Diaphragmatic Paralysis Workup
- Author: Nader Kamangar, MD, FACP, FCCP, FCCM; Chief Editor: Ryland P Byrd, Jr, MD more...
Arterial blood gas analysis may demonstrate hypoxemia in persons with bilateral diaphragmatic paralysis. Hypoxemia develops from atelectasis and ventilation-perfusion mismatching. Progressive hypercapnia also develops with disease progression.
This study reveals elevated hemidiaphragms, small lung volumes, and atelectasis.
In contrast to bilateral disease, physicians can usually diagnose unilateral paralysis with only radiographic studies. (see the image below).
Because accessory muscle contraction may create the appearance of diaphragmatic movement, this study may mislead the physician when diagnosing bilateral diaphragmatic paralysis (see the image below).

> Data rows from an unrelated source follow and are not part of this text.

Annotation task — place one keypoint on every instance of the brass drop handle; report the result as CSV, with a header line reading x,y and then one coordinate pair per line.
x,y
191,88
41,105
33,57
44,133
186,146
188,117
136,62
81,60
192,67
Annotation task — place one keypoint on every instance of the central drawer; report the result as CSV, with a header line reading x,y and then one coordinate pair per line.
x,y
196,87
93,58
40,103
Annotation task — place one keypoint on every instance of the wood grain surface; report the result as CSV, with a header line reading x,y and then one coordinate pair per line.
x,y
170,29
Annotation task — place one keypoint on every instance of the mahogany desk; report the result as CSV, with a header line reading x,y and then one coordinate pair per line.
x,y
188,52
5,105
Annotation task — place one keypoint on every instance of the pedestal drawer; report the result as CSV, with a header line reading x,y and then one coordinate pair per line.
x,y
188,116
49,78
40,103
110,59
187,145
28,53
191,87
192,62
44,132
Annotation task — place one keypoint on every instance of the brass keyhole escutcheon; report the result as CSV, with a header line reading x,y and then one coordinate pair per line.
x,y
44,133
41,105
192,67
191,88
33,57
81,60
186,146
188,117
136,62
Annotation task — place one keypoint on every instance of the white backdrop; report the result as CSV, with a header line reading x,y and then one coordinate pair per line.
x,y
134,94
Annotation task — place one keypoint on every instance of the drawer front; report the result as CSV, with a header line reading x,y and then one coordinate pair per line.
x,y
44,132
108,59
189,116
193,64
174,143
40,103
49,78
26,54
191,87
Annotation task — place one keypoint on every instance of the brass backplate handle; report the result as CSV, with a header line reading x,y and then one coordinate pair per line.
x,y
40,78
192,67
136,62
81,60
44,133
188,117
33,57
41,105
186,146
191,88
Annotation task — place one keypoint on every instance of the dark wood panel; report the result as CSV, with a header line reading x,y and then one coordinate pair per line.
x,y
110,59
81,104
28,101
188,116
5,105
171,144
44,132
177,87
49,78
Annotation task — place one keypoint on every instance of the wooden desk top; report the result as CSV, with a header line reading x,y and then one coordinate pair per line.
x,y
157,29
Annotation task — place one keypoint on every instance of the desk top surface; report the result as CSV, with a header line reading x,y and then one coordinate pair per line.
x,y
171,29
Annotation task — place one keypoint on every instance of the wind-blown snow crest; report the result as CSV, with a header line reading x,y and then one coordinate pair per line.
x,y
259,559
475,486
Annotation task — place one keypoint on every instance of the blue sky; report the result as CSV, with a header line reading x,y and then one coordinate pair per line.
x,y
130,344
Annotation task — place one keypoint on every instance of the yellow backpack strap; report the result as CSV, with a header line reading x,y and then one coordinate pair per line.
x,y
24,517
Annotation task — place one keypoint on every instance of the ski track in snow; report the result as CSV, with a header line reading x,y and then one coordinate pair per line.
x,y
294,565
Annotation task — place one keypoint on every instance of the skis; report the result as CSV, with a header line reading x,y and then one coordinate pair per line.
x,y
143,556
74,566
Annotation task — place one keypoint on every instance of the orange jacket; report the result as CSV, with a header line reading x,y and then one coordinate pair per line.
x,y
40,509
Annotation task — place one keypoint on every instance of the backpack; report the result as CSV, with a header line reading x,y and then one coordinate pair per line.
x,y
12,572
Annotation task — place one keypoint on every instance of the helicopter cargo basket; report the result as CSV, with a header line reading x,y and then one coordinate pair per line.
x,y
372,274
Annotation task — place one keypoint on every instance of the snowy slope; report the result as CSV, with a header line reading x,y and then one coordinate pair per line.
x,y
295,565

In fluoroscopic sniff testing, paradoxical elevation of the paralyzed diaphragm is observed with inspiration and confirms diaphragmatic paralysis (see the image below). However, the sniff test is not very specific; 6% of normal persons exhibit paradoxical motion on fluoroscopy. Due to compensatory respiratory strategies, apparently normal decent of diaphragms may also be seen with sniff test in bilateral diaphragmatic paralysis.
Computed tomography scanning of the chest
Computerized tomography may be indicated in certain patients to evaluate for potential causes of diaphragmatic paralysis that are due to mediastinal pathology and malignancy.

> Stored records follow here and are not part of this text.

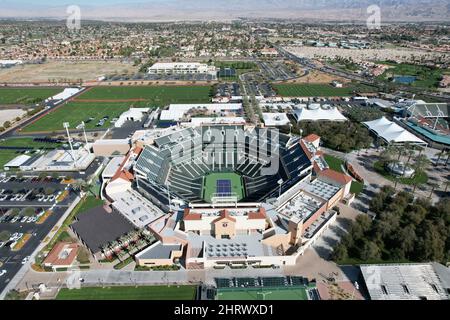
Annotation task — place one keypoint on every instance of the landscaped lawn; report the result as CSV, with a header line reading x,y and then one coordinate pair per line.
x,y
418,179
129,293
26,95
88,203
75,113
336,164
7,155
155,95
426,77
27,143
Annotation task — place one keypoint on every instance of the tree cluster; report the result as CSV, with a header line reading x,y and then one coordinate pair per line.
x,y
404,230
341,136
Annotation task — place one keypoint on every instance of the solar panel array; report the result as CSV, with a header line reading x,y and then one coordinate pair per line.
x,y
232,249
288,281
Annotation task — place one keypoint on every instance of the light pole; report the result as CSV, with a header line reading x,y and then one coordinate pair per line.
x,y
280,182
264,294
168,196
83,125
356,287
66,126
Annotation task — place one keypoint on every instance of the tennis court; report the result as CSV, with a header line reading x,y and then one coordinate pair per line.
x,y
223,187
281,293
222,184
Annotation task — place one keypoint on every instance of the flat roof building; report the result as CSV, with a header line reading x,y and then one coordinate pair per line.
x,y
409,281
169,68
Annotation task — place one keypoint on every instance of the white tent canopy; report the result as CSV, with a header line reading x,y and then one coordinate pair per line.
x,y
390,131
318,114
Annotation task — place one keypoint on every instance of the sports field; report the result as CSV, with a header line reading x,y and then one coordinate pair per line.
x,y
213,180
74,113
7,155
22,96
265,294
311,90
155,95
129,293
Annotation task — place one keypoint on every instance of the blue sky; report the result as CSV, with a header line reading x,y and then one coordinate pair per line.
x,y
79,2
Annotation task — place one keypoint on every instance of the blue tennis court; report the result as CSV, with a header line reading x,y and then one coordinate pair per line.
x,y
223,187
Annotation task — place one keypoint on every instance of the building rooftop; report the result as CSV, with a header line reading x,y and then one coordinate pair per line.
x,y
418,281
158,251
137,209
97,227
62,254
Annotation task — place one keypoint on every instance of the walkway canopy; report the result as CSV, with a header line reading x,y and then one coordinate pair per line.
x,y
392,132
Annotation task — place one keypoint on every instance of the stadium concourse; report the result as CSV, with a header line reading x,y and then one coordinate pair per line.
x,y
230,206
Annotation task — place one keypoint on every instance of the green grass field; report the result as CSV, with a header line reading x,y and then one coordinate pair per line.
x,y
258,294
311,90
426,77
26,95
209,187
336,164
8,155
129,293
418,179
156,95
74,113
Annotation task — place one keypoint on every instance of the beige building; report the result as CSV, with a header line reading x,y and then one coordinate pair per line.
x,y
159,254
109,147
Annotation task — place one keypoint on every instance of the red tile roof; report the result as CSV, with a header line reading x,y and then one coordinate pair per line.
x,y
260,214
305,150
54,258
225,215
312,137
191,216
137,150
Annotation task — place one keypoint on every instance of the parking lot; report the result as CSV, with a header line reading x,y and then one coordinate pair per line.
x,y
29,208
276,71
228,90
163,77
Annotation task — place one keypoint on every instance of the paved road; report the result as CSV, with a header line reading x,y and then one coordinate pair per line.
x,y
13,262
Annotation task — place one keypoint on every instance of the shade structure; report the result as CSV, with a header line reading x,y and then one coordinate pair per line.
x,y
392,132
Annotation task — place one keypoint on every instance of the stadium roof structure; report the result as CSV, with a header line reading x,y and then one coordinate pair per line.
x,y
275,119
429,110
318,114
392,132
17,161
177,111
418,281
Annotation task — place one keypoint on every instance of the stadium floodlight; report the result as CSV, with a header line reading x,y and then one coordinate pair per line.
x,y
280,182
168,196
83,125
66,125
355,287
264,294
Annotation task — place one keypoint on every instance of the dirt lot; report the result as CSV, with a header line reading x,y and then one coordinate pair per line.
x,y
317,77
67,70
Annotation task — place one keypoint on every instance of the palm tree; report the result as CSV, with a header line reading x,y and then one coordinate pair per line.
x,y
441,153
421,163
388,154
410,153
447,153
446,185
433,187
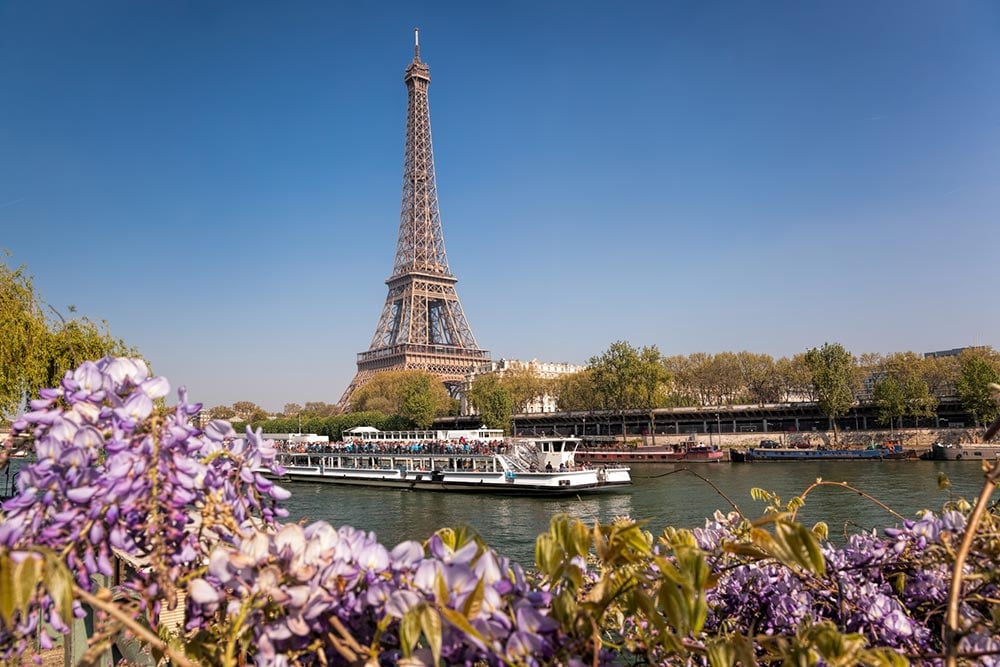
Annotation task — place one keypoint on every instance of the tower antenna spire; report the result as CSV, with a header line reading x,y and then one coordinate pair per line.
x,y
422,325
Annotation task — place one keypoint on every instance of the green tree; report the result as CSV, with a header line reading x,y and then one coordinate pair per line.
x,y
320,409
978,367
889,399
575,391
833,379
759,375
410,393
907,368
418,401
38,345
492,400
523,384
615,375
291,410
248,411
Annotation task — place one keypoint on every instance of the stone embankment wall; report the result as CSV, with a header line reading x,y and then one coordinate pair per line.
x,y
910,438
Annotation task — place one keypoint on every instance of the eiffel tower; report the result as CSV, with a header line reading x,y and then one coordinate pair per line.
x,y
422,325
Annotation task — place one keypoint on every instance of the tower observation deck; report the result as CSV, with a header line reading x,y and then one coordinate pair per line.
x,y
422,325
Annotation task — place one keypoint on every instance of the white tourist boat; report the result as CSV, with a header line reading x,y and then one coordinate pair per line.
x,y
969,451
527,466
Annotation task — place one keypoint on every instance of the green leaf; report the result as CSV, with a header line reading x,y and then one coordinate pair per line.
x,y
430,623
462,623
59,583
474,603
409,630
7,598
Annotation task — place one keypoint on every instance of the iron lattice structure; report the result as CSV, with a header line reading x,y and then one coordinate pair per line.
x,y
422,325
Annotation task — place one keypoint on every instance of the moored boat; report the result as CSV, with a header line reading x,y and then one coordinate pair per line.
x,y
877,453
969,451
528,466
686,453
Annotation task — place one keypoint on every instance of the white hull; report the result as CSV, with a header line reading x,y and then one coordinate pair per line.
x,y
543,467
966,452
524,483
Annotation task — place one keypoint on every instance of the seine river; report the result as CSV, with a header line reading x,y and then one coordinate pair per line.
x,y
680,499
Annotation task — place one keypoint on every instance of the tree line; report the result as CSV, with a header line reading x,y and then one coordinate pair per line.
x,y
624,377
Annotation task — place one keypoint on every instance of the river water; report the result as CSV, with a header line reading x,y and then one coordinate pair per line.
x,y
662,494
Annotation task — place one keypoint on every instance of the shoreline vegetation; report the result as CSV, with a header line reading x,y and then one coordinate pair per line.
x,y
119,479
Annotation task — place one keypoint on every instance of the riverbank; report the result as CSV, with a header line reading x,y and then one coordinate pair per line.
x,y
919,439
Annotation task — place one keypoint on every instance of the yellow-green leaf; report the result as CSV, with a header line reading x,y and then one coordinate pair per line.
x,y
430,623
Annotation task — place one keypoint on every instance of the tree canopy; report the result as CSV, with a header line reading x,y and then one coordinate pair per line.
x,y
978,368
833,378
38,344
414,394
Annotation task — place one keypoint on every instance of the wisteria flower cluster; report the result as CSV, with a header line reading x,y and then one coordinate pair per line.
x,y
293,587
113,472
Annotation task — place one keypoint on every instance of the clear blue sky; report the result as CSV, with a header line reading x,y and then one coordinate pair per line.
x,y
221,181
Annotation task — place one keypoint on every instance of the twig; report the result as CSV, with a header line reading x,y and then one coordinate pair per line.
x,y
950,630
845,485
133,625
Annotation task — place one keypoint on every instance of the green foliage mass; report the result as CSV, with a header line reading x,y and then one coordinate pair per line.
x,y
978,367
415,395
38,344
833,378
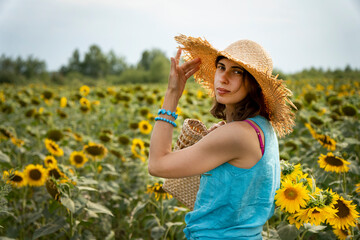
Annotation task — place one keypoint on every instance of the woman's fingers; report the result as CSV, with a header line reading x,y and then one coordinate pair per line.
x,y
190,64
177,58
192,71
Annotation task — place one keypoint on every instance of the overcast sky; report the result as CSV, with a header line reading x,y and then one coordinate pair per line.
x,y
298,34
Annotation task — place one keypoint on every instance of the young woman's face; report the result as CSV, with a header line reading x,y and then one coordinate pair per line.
x,y
229,82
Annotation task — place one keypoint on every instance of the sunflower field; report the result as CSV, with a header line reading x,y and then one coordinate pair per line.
x,y
73,163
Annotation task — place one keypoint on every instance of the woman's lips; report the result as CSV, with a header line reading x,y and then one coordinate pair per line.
x,y
222,91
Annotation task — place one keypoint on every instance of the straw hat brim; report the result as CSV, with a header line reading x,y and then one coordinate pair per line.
x,y
278,105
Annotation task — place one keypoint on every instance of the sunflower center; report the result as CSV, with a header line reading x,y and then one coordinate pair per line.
x,y
315,211
290,194
160,190
53,147
325,139
343,210
55,173
78,159
333,161
35,174
16,178
94,150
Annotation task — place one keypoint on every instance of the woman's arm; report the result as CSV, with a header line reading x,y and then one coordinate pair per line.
x,y
219,146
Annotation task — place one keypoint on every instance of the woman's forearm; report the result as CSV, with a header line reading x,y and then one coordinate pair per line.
x,y
161,137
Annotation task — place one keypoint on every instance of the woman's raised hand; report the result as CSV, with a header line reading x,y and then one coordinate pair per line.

Magnetic resonance imaging of the neck
Magnetic resonance imaging may be indicated in certain patients to determine the presence of pathologic conditions involving the spinal column or nerve roots that are causing diaphragmatic paralysis.
M-mode ultrasonography is a relatively simple and accurate test for diagnosing paralysis of the diaphragm in the adult population and it can be performed at the bedside.
The paralyzed side shows no active caudal movement of the diaphragm with inspiration and abnormal paradoxical movement (ie, cranial movement on inspiration), particularly with the sniff test.
Patients can be scanned in the anterior axillary line with a curved linear transducer probe angled cranially at a 90° angle to the diaphragm. In this view, the liver is used as a window on the right, while the spleen is used on the left.
B-mode ultrasonography of diaphragm thickness in the zone of apposition of the diaphragm to the rib cage can also provide a sensitive and specific noninvasive assessment of diaphragmatic paralysis. Less than 20% thickening of the diaphragm muscle during inspiration is diagnostic of diaphragmatic paralysis.[3, 11]
Ultrasonography can also be used to serially monitor patients with diaphragmatic paralysis for recovery.
Pulmonary function testing and arterial blood gas analysis
Measuring the vital capacity in the upright and supine positions is the most important part of the pulmonary function test.
Diaphragmatic paralysis reduces the measured compliance of the lungs and a restrictive pattern can develop.
Normally, vital capacity in recumbency decreases by 10%. In contrast, patients with bilateral diaphragmatic paralysis show a 50% decrease in vital capacity when they are supine. This decrease is from cephalad displacement of abdominal contents.
Pulmonary function test results, however, are not always consistent and do not always correlate with the severity of dyspnea from diaphragmatic paralysis.
Maximal inspiratory pressures
Patients with diaphragmatic dysfunction and paralysis have a decrease in maximal inspiratory pressures (PI max). These patients cannot generate high negative inspiratory pressures. Therefore, the Pl max in these patients is less negative than -60 cm water.
Electromyography may reveal a neuropathic versus myopathic pattern, depending on the etiology. This can be accomplished by stimulation of the phrenic nerve at the neck.
Technical issues with electromyography include proper electrode placement to avoid “cross-talk” from adjacent muscles and variable results due to variable subcutaneous fat among individuals.
Measurement of transdiaphragmatic pressure
This is the criterion standard for diagnosis.
The transdiaphragmatic pressure is measured by placing a thin-walled balloon transnasally at the lower end of the esophagus, allowing reflection of the changes in pleural pressure. Then, a second balloon manometer is placed in the stomach to measure changes in intra-abdominal pressure. Gastric pressure should become more positive during inspiration. Esophageal pressure should become more negative during inspiration, demonstrating an increased in gradient during normal inspiration. In cases in which the sniff test is negative and clinical suspicion for diaphragmatic paralysis is still high, transdiaphragmatic pressure should be considered.
Consult with an expert to perform the test and interpret the results. This measurement can help differentiate diaphragmatic paralysis from other causes of respiratory failure.